Falsi profeti e soliti noti: Taranto

I primati di Taranto sono tanti : ha l’acciaieria più produttiva d’Europa con utili per 2,5 miliardi in quattro anni senza investire nulla sul territorio ma il vero primato è quello dei dati pubblicati nel 2010 diossine con soglia minima 0,1 a fronte di effettiva produzione di 99,6 g , oppure l'ossido di azoto 12.933,3 contro i 100

numeri che non hanno bisogno di commenti, basta solo pensare che ciascuno dei numerevoli componenti che vengono sputati fuori dalle ciminiere dell'ILVA è una sostanza killer proviamo a pensare agli effetti della loro combinazione sull’organismo umano e in particolare sui bambini



La conseguenza è l’incremento del 40% dei tumori da fumo nella popolazione del posto (cfr blog del dottor Patrizio Mazza, primario del reparto di Ematologia dell'ospedale Moscati di Taranto) , senza considerare poi l’inquinamento del mare e del territorio circostante, ne sanno qualcosa gli imprenditori agricoli e gli allevatori della zona.

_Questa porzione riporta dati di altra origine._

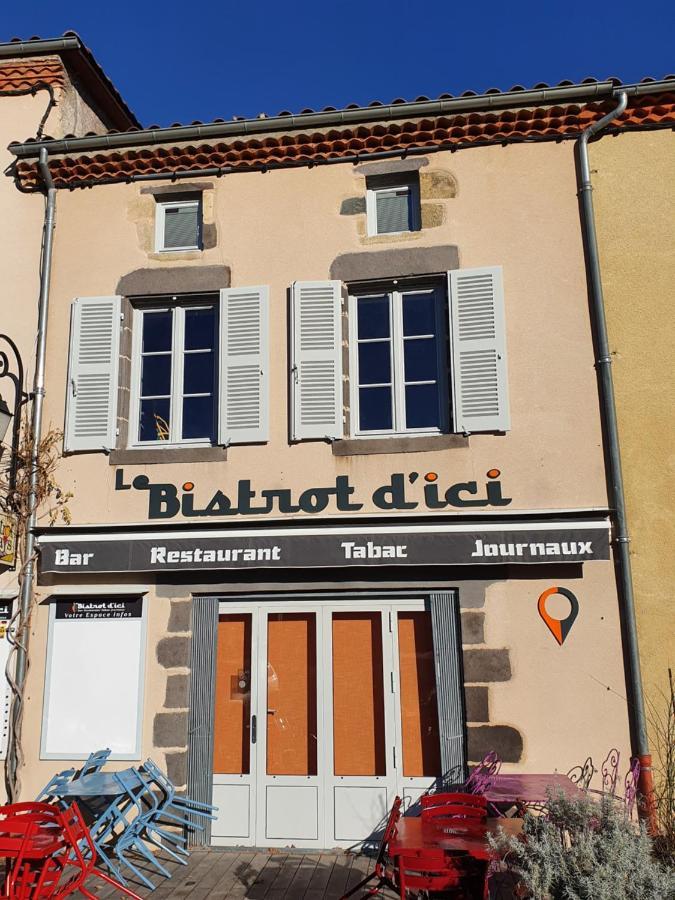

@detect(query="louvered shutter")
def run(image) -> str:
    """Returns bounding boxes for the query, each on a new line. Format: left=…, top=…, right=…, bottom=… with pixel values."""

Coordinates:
left=65, top=297, right=122, bottom=451
left=218, top=286, right=269, bottom=445
left=164, top=203, right=199, bottom=250
left=448, top=266, right=511, bottom=433
left=291, top=281, right=343, bottom=440
left=375, top=188, right=412, bottom=234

Per tranquillizzare le coscienze (se esistono) sarebbero stati installati dei filtri all’ILVA per privare i fumi delle sostanze inquinanti, ma a parte il fatto che non sembra che siano stati effettuati controlli , l'impianto ad urea e il depolverizzatore sono solo sperimentali nè si hanno dati certi circa la loro efficacia nella soluzione dei problemi, in ogni caso sembrano essere insufficienti sia perché sul cielo di Taranto incombe perennemente la nube rossa , ma soprattutto i dati dei morti e degli ammalati continua a salire e a detenere il triste primato a livello europeo. Ai fumi, cosiddetti “filtrati”, va aggiunta la carica dell’altoforno composta da polveri di minerali e combustibili che il vento trasporta lontano con raggio medio di 30 chilometri



I numeri degli ammalati e dei morti sono impressionanti e ci sono reparti dello stabilimento che sembrano camere a gas nella storia dell’Ilva si contano 180 morti sul lavoro, 8 mila invalidi e circa 20 mila morti di cancro e leucemia in più bisogna considerare gli effetti della raffineria Eni cementificio della Cementir, centrali elettriche ma lasciano ancora più sgomenti i Falsi Profeti incarnati dai rappresentanti istituzionali dai partiti e sindacati e dai movimenti ecologisti che cavalcando l’onda del malessere della popolazione si rendono correi del genocidio tarantino se alla denuncia dei dati antepongono l’arma velenosa del il ricatto occupazionale e la subdola tiritela dell’ammodernamento degli impianti.

A chiunque , dopo aver letto i dati ,verrebbe spontaneo chiedersi come mai il sindaco in qualità di ufficiale di governo non sia intervenuto chiudendo la micidiale zona a caldo dell'ILVA, traslocata da Genova e rifilata a Taranto, né si è mai spinto per l’ammodernamento del processo produttivo. Bagnoli i cui pezzi sono stati venduti ai coreani godeva di un impianto moderno a confronto delle vecchie e pericolosissime strutture antiche di 50 anni. C’è stato un tentativo referendario per la chiusura dello stabilimento, che ha messo in allerta i promotori pro ILVA, tutta la classe politica si era dichiarata decisamente contraria dalla Confindustria ai Sindacati - alla stessa Regione Puglia, con il rieletto Presidente Nichi Vendola e l’Arpa, l’Agenzia regionale per l’ambiente evidenziando come le questioni relative all’impatto ambientale della grande acciaieria “stiano trovando ormai da tempo efficaci soluzioni grazie ai massicci investimenti sinora realizzati dal Gruppo Riva “ , in ogni caso l’escamotage è stato trovato e a pochi giorni il referendum è stato bloccato con la scusa che nel quesito non erano chiariti i criteri per il reimpiego dei lavoratori.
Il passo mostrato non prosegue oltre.